C’était autrefois un « type curieux de l’architecture domestique ». Georges Dubosc avait repéré 14 petites loggias dressées aux sommets de maisons rouennaises. Percées d’ouvertures, on venait autrefois respirer dans ces drôles et sympathiques petites constructions, un air plus frais qu’au niveau de la chaussée à une époque où pourtant on ne parlait pas encore de pollution ni de réchauffement climatique. De là, des vues imprenables s’offraient et on pouvait admirer ou surveiller les alentours. De ce genre de « bellevédaire estant au-dessus de l’escalier » il reste un bel exemple, rare et confidentiel, invisible de la voie publique et connu seulement d’une poignée de privilégiés amateurs d’insolite. Au n°146 de la rue du Gros-Horloge, vous l’avez peut-être découvert lors d’un récent reportage télévisé consacré au petit patrimoine rouennais. Installé en fond de cour d’une maison à pans de bois du milieu du 16 e siècle, on y montait par un petit escalier à vis. Ses dimensions sont modestes, 2,10 m de diamètre pour 2,16 m de haut, ce qui le distingue d’une extension d’habitation avec laquelle on le confond souvent. * A l’inverse, tous les autres oriols peuvent être directement aperçus de la rue. C’est le cas notamment de celui du n°8 de la rue François Lamy que le propriétaire, armateur rouennais, utilisait pour surveiller les mouvements de ses navires dans le port.

 

Savoir être tête en l’air

De la liste initiale de Dubosc, 5 seulement subsistent mais d’autres ont pu être identifiés depuis. A l’exception de l’oriol de la rue Saint Julien (ancienne Ecole Normale de garçons), tous sont sur le domaine privé. Le seul à bénéficier de la distinction de Monument Historique est situé rue de l’Hôpital au sommet de l’Hôtel Jubert de Brécourt.

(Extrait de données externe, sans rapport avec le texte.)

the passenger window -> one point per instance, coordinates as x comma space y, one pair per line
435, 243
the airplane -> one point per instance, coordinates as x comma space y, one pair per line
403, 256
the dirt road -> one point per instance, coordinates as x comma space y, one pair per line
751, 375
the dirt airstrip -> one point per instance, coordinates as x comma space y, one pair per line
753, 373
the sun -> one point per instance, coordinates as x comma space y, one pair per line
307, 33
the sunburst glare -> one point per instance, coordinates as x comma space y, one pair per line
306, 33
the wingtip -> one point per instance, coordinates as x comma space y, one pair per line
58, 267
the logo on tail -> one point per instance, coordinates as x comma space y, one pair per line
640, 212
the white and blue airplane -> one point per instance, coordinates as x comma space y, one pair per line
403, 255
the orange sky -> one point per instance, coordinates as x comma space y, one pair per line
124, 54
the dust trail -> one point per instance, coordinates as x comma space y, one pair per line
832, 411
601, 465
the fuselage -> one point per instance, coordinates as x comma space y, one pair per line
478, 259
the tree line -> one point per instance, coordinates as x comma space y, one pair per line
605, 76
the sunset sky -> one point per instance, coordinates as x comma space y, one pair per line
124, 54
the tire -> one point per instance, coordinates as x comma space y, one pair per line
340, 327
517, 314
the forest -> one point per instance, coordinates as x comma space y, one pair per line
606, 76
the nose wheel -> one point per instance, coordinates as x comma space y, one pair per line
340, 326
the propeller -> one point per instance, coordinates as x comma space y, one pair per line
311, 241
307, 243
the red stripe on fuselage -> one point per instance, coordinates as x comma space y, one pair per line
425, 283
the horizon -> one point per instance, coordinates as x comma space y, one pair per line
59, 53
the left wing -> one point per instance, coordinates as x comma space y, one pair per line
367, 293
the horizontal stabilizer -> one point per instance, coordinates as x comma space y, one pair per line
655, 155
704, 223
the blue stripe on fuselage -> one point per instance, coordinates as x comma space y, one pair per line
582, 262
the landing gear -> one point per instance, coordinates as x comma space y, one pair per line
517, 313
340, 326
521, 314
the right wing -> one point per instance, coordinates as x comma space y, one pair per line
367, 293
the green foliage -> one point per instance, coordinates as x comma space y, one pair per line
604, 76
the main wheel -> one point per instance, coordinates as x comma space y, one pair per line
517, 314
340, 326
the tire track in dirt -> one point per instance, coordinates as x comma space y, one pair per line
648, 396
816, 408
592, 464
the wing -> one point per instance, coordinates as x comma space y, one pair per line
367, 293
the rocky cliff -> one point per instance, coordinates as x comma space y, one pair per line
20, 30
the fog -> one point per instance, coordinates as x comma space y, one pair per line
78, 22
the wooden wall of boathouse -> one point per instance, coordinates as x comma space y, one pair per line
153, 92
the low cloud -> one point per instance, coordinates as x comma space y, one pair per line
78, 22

A qui sait lever les yeux, d’autres oriols s’offrent au regard. Ceux de l’Hôtel de Girancourt au n°48 de la rue St Patrice, du n°10 de la rue St Jacques ou du n°156 de la place Henri IV agrémenté de deux cadrans d’horloge, un rond côté place et un carré à l’opposé.

A vous d’être curieux pour découvrir ceux qui n’ont pas été cités ou même d’en édifier un sur votre habitation. C’est ce qui fut fait vers 1960 au n°147 du boulevard de l’Yser, oriol le plus récent connu à ce jour.

* Si vous pensiez pouvoir l’admirer, c’est trop tard. Lors de travaux en 2014, il a été complètement détruit. Mais Daniel Caillet a heureusement pu en conserver la mémoire en le photographiant sous toutes les coutures.